Thursday, October 2, 2014

As IMF Weighs Financial Inclusion in Kenya, Why Not Elsewhere? Ghana Update


By Matthew Russell Lee

UNITED NATIONS, October 2 -- Amid the Kenya report released under embargo today by the International Monetary Fund is a review of financial inclusion and technology:

"Financial inclusion continues progressing with mobile-banking loans and deposits driven by M-Shwari (7 million customers in its first year of operations) and higher SME access to credit.

"M-Pesa was introduced in 2007 as a means to transfer money via mobile phones. M-Pesa users deposit money into a 'cell phone account,' and use SMS technology for transfers and 'on demand' payments. Thanks to its use of low-cost technology, overall transaction costs have declined as bills can be paid remotely. Even more importantly, the poor have benefited the most: M-Pesa reaches 84 percent of population earning less than US$2 a day.  M-Shwari, a deposit-lending facility tailored to the poor, has 7 million active customers in over a year of operations. Kenyan farmers benefit from schemes to acquire equipment, like water pumps, with repayments being made through M-Pesa; M-Kopa allows the use of solar panels in areas not served by the power grid, with repayments in small installments."

   Whether in other contexts the IMF is promoting financial inclusion is another question. But there is much to be learned from Kenya - including for lower income parts of the ostensibly developed world. We'll have more on this.

  On October 1 at the UN, Inner City Press and the Free UN Coalition for Access pushed for and reported on a briefing about African Regional Economic Communities, here.

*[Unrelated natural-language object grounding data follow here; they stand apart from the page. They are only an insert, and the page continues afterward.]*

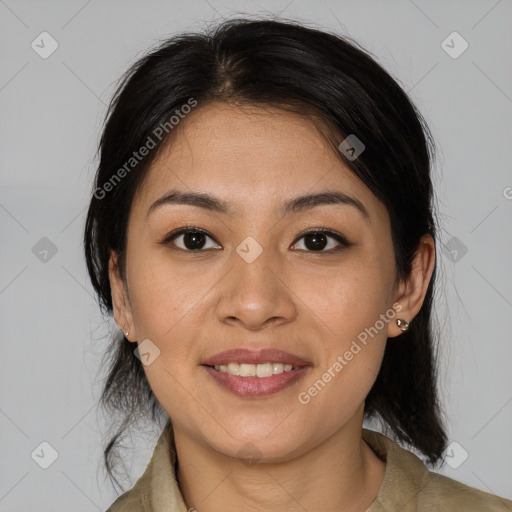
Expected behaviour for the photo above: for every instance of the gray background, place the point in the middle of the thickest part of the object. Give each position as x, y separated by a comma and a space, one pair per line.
51, 115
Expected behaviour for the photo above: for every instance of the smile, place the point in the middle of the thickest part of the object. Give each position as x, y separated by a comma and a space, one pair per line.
261, 370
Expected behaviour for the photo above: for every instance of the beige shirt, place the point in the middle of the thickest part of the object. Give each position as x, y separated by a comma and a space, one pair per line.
408, 485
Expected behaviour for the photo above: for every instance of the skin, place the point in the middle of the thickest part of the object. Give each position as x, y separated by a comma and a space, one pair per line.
310, 303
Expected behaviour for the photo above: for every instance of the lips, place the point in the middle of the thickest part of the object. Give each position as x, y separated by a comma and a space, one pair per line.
245, 356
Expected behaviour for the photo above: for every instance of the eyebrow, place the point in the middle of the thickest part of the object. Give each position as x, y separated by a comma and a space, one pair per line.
294, 205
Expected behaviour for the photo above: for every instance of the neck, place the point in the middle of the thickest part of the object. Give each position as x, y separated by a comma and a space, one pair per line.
342, 474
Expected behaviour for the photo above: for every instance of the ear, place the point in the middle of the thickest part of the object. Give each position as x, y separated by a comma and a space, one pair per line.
120, 299
411, 291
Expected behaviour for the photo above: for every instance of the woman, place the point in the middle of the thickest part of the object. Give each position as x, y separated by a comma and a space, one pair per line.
262, 229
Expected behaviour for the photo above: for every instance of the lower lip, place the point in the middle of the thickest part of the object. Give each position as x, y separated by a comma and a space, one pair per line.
256, 386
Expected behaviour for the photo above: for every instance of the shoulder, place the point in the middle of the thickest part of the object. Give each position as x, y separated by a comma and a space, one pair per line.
440, 492
409, 486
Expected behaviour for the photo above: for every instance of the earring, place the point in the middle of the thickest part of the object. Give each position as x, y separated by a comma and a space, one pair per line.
403, 324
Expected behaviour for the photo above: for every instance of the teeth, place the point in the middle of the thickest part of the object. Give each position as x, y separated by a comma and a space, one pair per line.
254, 370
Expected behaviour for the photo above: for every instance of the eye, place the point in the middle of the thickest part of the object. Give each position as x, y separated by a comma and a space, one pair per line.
316, 239
192, 239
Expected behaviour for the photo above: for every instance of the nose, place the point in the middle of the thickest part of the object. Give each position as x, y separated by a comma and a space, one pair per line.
256, 295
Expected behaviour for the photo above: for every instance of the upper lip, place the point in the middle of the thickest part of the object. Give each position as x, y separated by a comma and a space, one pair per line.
245, 356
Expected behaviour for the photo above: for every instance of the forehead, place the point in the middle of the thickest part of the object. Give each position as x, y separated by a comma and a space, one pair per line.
252, 157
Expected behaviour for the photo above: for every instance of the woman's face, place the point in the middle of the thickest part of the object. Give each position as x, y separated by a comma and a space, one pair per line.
255, 281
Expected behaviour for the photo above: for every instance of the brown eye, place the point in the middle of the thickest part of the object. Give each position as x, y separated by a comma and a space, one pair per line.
189, 239
317, 239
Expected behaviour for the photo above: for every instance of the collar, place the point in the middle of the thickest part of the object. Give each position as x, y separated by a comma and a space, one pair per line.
158, 490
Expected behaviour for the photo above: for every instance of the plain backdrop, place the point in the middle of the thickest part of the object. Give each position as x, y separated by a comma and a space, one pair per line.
51, 116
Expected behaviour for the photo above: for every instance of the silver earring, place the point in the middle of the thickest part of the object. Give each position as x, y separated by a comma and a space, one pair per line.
403, 324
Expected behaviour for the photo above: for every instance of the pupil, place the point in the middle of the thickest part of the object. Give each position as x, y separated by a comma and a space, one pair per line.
318, 241
193, 240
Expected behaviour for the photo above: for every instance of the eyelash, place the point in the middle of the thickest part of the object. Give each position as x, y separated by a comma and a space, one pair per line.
341, 239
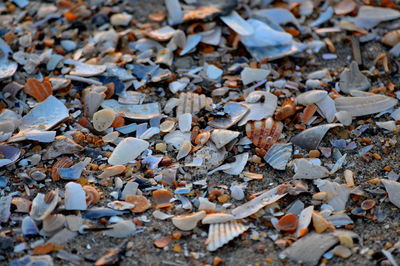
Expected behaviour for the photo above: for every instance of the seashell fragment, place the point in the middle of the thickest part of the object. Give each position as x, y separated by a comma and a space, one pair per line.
304, 169
310, 138
121, 229
279, 155
360, 106
264, 133
216, 218
221, 137
29, 226
75, 198
353, 79
233, 113
37, 89
9, 155
127, 150
392, 188
103, 119
311, 97
40, 118
192, 103
304, 221
221, 233
188, 222
256, 204
43, 205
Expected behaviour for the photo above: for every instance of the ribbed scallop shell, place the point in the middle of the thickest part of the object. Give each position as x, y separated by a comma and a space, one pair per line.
264, 133
222, 233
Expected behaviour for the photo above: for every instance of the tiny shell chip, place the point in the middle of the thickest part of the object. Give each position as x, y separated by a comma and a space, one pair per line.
192, 103
43, 205
121, 229
39, 90
141, 203
214, 218
188, 222
264, 133
87, 70
75, 197
279, 155
127, 150
40, 117
10, 154
222, 233
103, 119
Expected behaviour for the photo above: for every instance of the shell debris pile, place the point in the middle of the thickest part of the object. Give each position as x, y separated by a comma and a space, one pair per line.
199, 132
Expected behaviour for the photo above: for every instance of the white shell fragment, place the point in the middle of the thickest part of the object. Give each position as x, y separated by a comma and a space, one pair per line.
121, 229
360, 106
256, 204
393, 189
304, 169
75, 197
222, 233
353, 79
188, 222
311, 97
279, 155
221, 137
311, 138
40, 118
127, 150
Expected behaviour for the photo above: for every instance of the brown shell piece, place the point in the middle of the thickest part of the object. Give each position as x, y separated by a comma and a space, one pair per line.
288, 223
162, 197
38, 90
64, 162
192, 103
141, 203
92, 195
264, 133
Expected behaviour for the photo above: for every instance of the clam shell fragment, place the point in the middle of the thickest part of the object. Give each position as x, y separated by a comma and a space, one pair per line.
360, 106
221, 233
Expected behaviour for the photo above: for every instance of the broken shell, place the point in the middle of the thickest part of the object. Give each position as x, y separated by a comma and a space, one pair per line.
234, 112
29, 226
304, 221
279, 155
214, 218
188, 222
121, 229
311, 97
222, 233
221, 137
120, 205
9, 154
360, 106
38, 90
141, 203
75, 198
53, 223
288, 223
43, 205
310, 138
264, 133
306, 170
127, 150
103, 119
92, 195
162, 198
391, 38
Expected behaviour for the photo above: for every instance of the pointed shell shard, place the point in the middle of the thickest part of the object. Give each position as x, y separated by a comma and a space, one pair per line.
310, 138
222, 233
279, 155
360, 106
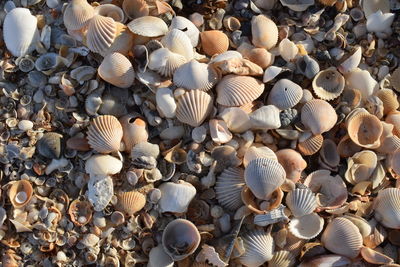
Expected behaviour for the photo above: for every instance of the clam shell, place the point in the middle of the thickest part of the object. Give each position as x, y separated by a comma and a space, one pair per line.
228, 188
20, 32
117, 70
194, 107
105, 134
328, 84
342, 237
263, 176
318, 116
285, 94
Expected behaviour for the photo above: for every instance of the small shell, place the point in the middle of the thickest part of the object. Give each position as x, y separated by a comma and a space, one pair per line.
105, 134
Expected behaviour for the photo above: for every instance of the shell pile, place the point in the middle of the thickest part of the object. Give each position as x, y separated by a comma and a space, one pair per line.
201, 133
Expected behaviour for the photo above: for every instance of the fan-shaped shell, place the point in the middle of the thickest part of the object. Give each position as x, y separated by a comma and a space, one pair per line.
328, 84
285, 94
342, 237
20, 32
117, 70
318, 115
263, 176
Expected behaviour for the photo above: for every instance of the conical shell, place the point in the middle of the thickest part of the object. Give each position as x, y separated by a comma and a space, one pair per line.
285, 94
264, 32
105, 134
234, 90
117, 70
328, 84
342, 237
194, 107
387, 207
318, 116
263, 176
228, 188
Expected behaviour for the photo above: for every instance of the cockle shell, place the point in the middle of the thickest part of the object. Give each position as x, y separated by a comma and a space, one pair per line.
20, 32
194, 107
342, 237
117, 70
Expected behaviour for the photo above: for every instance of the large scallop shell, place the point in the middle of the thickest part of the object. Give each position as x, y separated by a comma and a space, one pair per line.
285, 94
105, 134
342, 237
234, 90
263, 176
117, 70
194, 107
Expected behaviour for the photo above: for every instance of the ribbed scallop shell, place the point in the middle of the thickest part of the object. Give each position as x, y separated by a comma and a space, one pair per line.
234, 90
101, 33
148, 26
105, 134
77, 14
117, 70
342, 237
387, 207
194, 107
263, 176
328, 84
285, 94
259, 248
228, 188
301, 202
195, 75
318, 115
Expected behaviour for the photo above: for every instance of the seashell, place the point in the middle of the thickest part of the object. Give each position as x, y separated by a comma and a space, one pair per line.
20, 193
263, 176
117, 70
130, 202
264, 32
318, 116
301, 202
342, 237
307, 226
259, 248
180, 239
105, 134
195, 75
214, 42
77, 14
387, 209
328, 84
285, 94
148, 26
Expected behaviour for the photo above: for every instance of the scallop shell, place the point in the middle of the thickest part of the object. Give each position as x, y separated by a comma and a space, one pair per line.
228, 188
342, 237
328, 84
318, 116
234, 90
117, 70
285, 94
263, 176
194, 107
105, 134
264, 32
20, 32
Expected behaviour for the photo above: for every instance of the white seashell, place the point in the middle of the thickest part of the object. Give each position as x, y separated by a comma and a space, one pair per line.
20, 32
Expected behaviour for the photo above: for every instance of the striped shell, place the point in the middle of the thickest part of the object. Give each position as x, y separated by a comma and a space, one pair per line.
285, 94
117, 70
263, 176
342, 237
194, 107
318, 116
228, 188
234, 90
105, 134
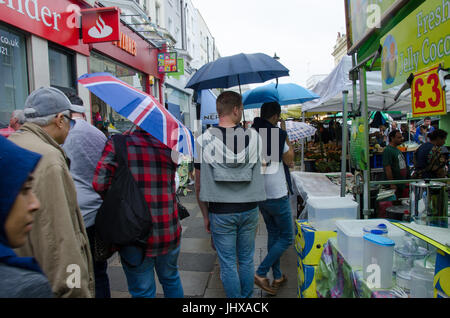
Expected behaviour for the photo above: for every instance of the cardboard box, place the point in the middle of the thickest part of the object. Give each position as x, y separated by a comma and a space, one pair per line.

  Back on September 25, with Ghana hosting an International Monetary Fund visit, Inner City Press asked IMF Spokesperson Gerry Rice about what Ghana’s President John Mahama said this week at the New York Stock Exchange: "It is my hope that by January we should start a three-year IMF program to try and stabilize the macroeconomic environment.”

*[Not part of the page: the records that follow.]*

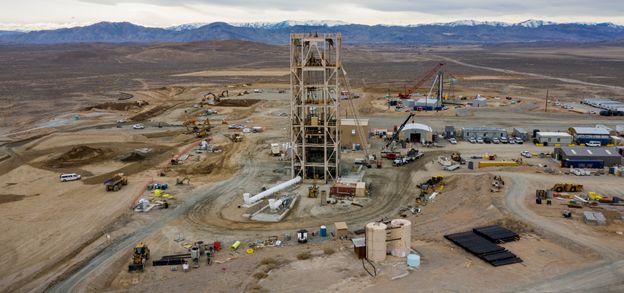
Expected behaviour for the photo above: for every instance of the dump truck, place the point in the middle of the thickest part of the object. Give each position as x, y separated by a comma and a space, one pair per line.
115, 183
458, 158
567, 187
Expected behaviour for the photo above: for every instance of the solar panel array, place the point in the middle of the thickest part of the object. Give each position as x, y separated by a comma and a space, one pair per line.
481, 242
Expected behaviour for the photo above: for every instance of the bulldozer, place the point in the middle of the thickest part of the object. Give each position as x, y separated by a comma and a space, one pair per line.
567, 187
140, 256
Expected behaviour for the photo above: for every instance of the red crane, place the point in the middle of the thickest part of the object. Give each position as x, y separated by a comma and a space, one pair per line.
421, 81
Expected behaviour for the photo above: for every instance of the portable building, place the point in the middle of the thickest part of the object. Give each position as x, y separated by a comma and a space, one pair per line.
521, 133
416, 132
490, 132
553, 138
583, 135
449, 131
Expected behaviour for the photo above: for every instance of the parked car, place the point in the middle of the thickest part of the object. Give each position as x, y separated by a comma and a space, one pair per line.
69, 177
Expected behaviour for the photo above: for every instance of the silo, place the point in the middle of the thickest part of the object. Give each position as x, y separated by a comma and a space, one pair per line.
376, 241
400, 237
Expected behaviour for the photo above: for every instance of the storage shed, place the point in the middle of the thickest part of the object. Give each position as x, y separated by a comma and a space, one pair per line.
491, 132
586, 157
349, 135
583, 135
553, 138
416, 132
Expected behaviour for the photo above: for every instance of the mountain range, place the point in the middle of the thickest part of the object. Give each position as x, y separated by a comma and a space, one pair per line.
458, 32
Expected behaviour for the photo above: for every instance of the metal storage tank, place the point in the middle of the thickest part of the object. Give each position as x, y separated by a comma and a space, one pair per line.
400, 238
376, 241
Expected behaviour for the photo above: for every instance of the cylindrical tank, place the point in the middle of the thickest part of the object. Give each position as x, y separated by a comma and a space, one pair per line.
376, 241
195, 252
401, 236
413, 260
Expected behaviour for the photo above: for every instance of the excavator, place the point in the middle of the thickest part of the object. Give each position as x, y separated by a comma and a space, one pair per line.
395, 135
407, 93
140, 256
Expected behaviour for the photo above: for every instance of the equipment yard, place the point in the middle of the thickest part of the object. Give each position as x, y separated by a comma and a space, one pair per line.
210, 171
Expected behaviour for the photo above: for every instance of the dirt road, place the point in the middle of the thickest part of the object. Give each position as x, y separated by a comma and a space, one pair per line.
606, 276
535, 75
105, 257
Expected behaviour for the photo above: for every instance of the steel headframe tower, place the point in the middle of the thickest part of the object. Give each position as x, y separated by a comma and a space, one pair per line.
314, 105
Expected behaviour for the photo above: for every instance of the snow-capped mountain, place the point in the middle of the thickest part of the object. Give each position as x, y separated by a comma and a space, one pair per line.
457, 32
187, 26
467, 22
533, 23
290, 23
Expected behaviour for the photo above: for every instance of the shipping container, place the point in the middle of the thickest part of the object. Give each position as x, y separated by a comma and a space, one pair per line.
592, 164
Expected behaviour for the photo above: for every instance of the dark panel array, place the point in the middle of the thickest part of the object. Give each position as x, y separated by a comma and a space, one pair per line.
483, 248
497, 234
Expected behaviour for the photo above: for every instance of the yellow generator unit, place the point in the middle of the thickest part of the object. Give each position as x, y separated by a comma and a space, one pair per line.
567, 187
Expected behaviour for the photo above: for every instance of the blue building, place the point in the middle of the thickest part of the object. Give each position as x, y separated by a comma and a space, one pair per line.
583, 135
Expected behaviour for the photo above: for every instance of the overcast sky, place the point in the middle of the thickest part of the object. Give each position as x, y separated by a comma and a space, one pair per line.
162, 13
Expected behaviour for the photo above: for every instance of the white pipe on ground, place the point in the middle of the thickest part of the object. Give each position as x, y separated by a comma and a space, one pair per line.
274, 189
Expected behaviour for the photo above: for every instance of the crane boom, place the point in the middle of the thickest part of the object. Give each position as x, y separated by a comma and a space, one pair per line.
422, 81
395, 135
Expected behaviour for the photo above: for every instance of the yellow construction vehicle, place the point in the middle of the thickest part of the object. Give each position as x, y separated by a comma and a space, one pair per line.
140, 256
431, 183
567, 187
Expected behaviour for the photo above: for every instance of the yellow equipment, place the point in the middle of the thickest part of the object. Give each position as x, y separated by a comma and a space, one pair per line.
594, 196
313, 191
139, 258
567, 187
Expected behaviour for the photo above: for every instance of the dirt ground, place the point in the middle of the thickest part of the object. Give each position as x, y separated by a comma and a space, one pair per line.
75, 236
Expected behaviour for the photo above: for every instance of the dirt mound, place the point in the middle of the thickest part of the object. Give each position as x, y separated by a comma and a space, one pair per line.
78, 155
150, 113
237, 103
133, 157
81, 153
125, 106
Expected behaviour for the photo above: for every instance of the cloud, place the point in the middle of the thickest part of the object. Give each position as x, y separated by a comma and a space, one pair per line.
172, 12
441, 7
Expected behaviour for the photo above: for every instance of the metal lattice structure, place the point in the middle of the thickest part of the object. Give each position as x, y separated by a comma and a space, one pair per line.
314, 105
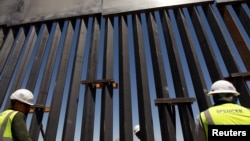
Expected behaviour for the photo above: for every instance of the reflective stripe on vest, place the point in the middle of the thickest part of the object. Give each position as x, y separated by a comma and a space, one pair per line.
225, 114
6, 118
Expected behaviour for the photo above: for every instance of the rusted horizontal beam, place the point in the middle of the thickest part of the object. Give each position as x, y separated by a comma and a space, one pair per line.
100, 83
174, 101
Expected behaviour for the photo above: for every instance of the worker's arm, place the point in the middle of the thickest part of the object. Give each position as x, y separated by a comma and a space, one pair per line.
199, 131
19, 128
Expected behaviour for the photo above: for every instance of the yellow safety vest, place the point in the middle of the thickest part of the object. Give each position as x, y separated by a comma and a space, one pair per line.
6, 118
225, 114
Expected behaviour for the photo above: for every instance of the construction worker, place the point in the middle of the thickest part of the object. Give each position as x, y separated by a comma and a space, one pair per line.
137, 131
225, 110
13, 120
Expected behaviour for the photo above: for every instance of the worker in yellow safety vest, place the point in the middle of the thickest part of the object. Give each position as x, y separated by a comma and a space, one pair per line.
225, 110
13, 120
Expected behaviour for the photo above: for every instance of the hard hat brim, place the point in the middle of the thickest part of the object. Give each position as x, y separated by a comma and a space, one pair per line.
223, 91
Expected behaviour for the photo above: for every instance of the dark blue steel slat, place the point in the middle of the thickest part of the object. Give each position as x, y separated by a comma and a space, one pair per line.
6, 49
2, 36
12, 60
175, 63
125, 114
186, 115
90, 92
33, 76
145, 113
166, 122
107, 91
243, 16
72, 97
24, 61
235, 32
52, 123
68, 31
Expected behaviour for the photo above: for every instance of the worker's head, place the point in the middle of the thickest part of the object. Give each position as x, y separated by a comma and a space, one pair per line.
22, 100
223, 90
137, 131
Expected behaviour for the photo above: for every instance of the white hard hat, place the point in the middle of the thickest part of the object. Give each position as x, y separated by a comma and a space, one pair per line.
136, 129
223, 86
23, 95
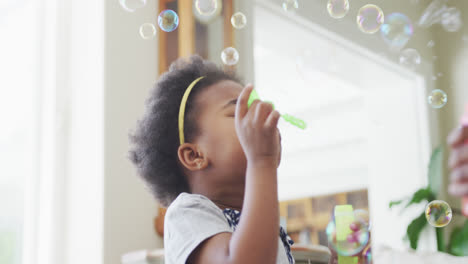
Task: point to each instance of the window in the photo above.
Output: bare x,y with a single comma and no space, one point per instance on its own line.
18,133
367,117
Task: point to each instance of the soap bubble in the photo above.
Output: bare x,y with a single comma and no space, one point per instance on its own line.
350,240
147,31
367,256
370,18
431,44
438,213
206,7
132,5
397,31
465,38
338,8
451,20
290,5
238,20
168,20
437,98
230,56
410,58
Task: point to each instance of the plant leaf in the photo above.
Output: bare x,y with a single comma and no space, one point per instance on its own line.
420,195
414,230
435,171
459,241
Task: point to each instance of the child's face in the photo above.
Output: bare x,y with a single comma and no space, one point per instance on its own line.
218,138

Rice took the question from Inner City Press and said "I can tell you we currently have an IMF team in Accra to initiate discussions on a program. We will have a press release at the end of that mission. The context is, indeed, that the Ghana authorities initiated discussion on an economic program that could be supported by the Fund. Those are the discussions that are then taking place. So it's premature to have dates and more details on that process because the team is in Ghana. We’re expecting it to conclude this week, and we will communicate at the right time."

  Then this, concluding that "discussions on a possible program that could be supported by the IMF will continue in Washington during the Annual Meetings."

  Inner City Press also submitted this question on September 25: “Ukraine PM Yatseniuk yesterday said, 'We do understand that we have to readjust the program. Because when we started the program with the IMF, it was a peace program. For today, this is a wartime government and a wartime program.' What is the IMF's response to / comment on this?”

  While Rice said that there was no request for any “readjustment” yet, that the IMF will combine two reviews in November with an eye toward its Executive Board meeting on Ukraine at the end of the year or early 2015. He said the purpose of such reviews, generally, is readjustment.

  But Rice did in this answer address the appropriateness of IMF lending into what Yatseniuk called “a wartime government and a wartime program" speaking at the Council on Foreign Relations in New York. We'll have more on this as well.